Bundesarbeitsgericht Urteil24.02.2011
BAG: Keine Kündigung wegen Arbeitsverweigerung aus GlaubensgründenArbeitsgeber muss zunächst prüfen, ob Betrieb andere Tätigkeit bietet, die mit Religionsansichten des Arbeitnehmers vereinbar ist
Weigert sich ein Arbeitnehmer aus religiösen Gründen, eine Arbeitsaufgabe zu erfüllen, zu der er sich vertraglich verpflichtet hat, kann dies eine Kündigung durch den Arbeitgeber rechtfertigen. Voraussetzung ist, dass keine naheliegenden anderen Beschäftigungsmöglichkeiten bestehen. Dies geht aus einer Entscheidung des Bundesarbeitsgerichts hervor.
Der Kläger des zugrunde liegenden Fall ist gläubiger Moslem. Er war seit 1994 als Mitarbeiter eines großen Warenhauses tätig. Seit dem Jahr 2003 wurde er als „Ladenhilfe“ beschäftigt. Im Februar 2008 weigerte er sich, im Getränkebereich zu arbeiten. Er berief sich auf seinen Glauben, der ihm jegliche Mitwirkung bei der Verbreitung von Alkoholika verbiete. Die Beklagte kündigte daraufhin das Arbeitsverhältnis.
Arbeitnehmer muss religiöse Gründe genau aufzeigen, die ihn an Ausführung seiner Tätigkeiten hindern
Das Bundesarbeitsgericht hob die Entscheidung des Landesarbeitsgerichts Schleswig-Holstein auf, das die - ordentliche - Kündigung des Arbeitsverhältnisses für wirksam erachtet hat. Das Bundesarbeitsgericht führte aus, dass ein als „Ladenhilfe“ in einem Einzelhandelsmarkt beschäftigter Arbeitnehmer mit der Zuweisung von Arbeitsaufgaben rechnen muss, die den Umgang mit Alkoholika erfordern.

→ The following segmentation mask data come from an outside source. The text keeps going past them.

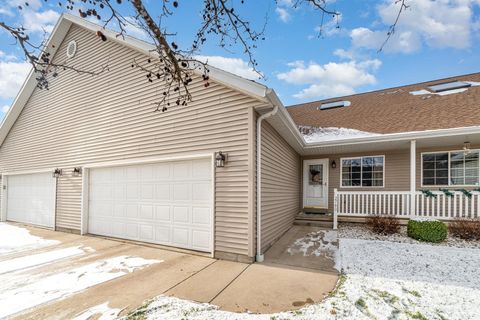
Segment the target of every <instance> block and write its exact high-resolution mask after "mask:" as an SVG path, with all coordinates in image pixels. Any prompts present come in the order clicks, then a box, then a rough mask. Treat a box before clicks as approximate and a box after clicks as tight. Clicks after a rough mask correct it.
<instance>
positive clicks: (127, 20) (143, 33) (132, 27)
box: [97, 17, 151, 42]
mask: <svg viewBox="0 0 480 320" xmlns="http://www.w3.org/2000/svg"><path fill="white" fill-rule="evenodd" d="M125 19H126V20H127V24H126V26H125V31H126V32H127V34H128V35H129V36H131V37H134V38H137V39H140V40H144V41H147V40H149V39H150V37H149V35H148V33H147V32H146V31H145V30H144V29H143V28H142V27H141V26H139V25H138V23H137V21H136V20H135V18H133V17H126V18H125ZM97 23H98V22H97ZM150 42H151V39H150Z"/></svg>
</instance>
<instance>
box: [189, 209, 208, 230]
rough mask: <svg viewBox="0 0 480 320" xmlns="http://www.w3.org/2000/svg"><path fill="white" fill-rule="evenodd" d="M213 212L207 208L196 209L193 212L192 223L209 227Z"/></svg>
mask: <svg viewBox="0 0 480 320" xmlns="http://www.w3.org/2000/svg"><path fill="white" fill-rule="evenodd" d="M211 216H212V210H211V209H210V208H207V207H203V208H202V207H194V208H193V212H192V223H194V224H196V225H202V226H206V227H209V226H210V223H211V222H210V220H211Z"/></svg>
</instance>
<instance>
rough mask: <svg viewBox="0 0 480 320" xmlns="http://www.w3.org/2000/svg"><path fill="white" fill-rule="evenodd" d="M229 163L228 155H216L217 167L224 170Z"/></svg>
mask: <svg viewBox="0 0 480 320" xmlns="http://www.w3.org/2000/svg"><path fill="white" fill-rule="evenodd" d="M226 161H227V157H226V154H224V153H222V151H219V152H217V153H216V154H215V167H217V168H223V167H225V162H226Z"/></svg>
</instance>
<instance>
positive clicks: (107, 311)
mask: <svg viewBox="0 0 480 320" xmlns="http://www.w3.org/2000/svg"><path fill="white" fill-rule="evenodd" d="M121 311H122V309H114V308H110V307H109V306H108V302H105V303H102V304H99V305H98V306H94V307H91V308H90V309H87V310H85V311H83V312H82V313H80V314H78V315H77V316H76V317H75V318H73V320H91V319H97V320H113V319H117V318H118V314H119V313H120V312H121Z"/></svg>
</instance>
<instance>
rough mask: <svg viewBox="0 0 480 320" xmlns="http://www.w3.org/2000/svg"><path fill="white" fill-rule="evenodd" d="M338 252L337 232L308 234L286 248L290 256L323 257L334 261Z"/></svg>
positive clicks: (310, 233)
mask: <svg viewBox="0 0 480 320" xmlns="http://www.w3.org/2000/svg"><path fill="white" fill-rule="evenodd" d="M337 250H338V239H337V231H333V230H319V231H315V232H310V233H308V234H307V235H306V236H305V237H303V238H300V239H297V240H295V242H294V243H293V244H292V245H291V246H290V247H288V248H287V252H288V253H289V254H290V255H295V254H297V253H300V254H302V255H303V256H317V257H320V256H321V257H325V258H327V259H331V260H334V259H335V255H336V253H337Z"/></svg>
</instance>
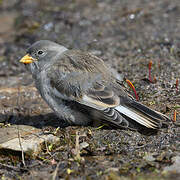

Macht er geltend, aus religiösen Gründen an der Ausübung vertraglich geschuldeter Tätigkeiten gehindert zu sein, muss er dem Arbeitgeber mitteilen, worin genau die religiösen Gründe bestehen, und aufzeigen, an welchen Tätigkeiten er sich gehindert sieht. Besteht für den Arbeitgeber im Rahmen der von ihm zu bestimmenden betrieblichen Organisation die Möglichkeit einer vertragsgemäßen Beschäftigung, die den religionsbedingten Einschränkungen Rechnung trägt, muss er dem Arbeitnehmer diese Tätigkeit zuweisen.
Bundesarbeitsgericht weist Sache zur weiteren Klärung zurück ans Landesarbeitsgericht
Die Revision des Klägers führte zur Zurückverweisung der Sache an das Landesarbeitsgericht. Ob die Weigerung des Klägers, in der Getränkeabteilung zu arbeiten, der Beklagten einen Grund zur Kündigung gab, steht noch nicht fest und bedarf der weiteren Sachaufklärung. Den Darlegungen des Klägers lässt sich nicht hinreichend deutlich entnehmen, welche Tätigkeiten ihm seine religiöse Überzeugung verbietet. Dementsprechend kann auch nicht abschließend beurteilt werden, ob es der Beklagten möglich war, dem Kläger eine andere Arbeit zu übertragen.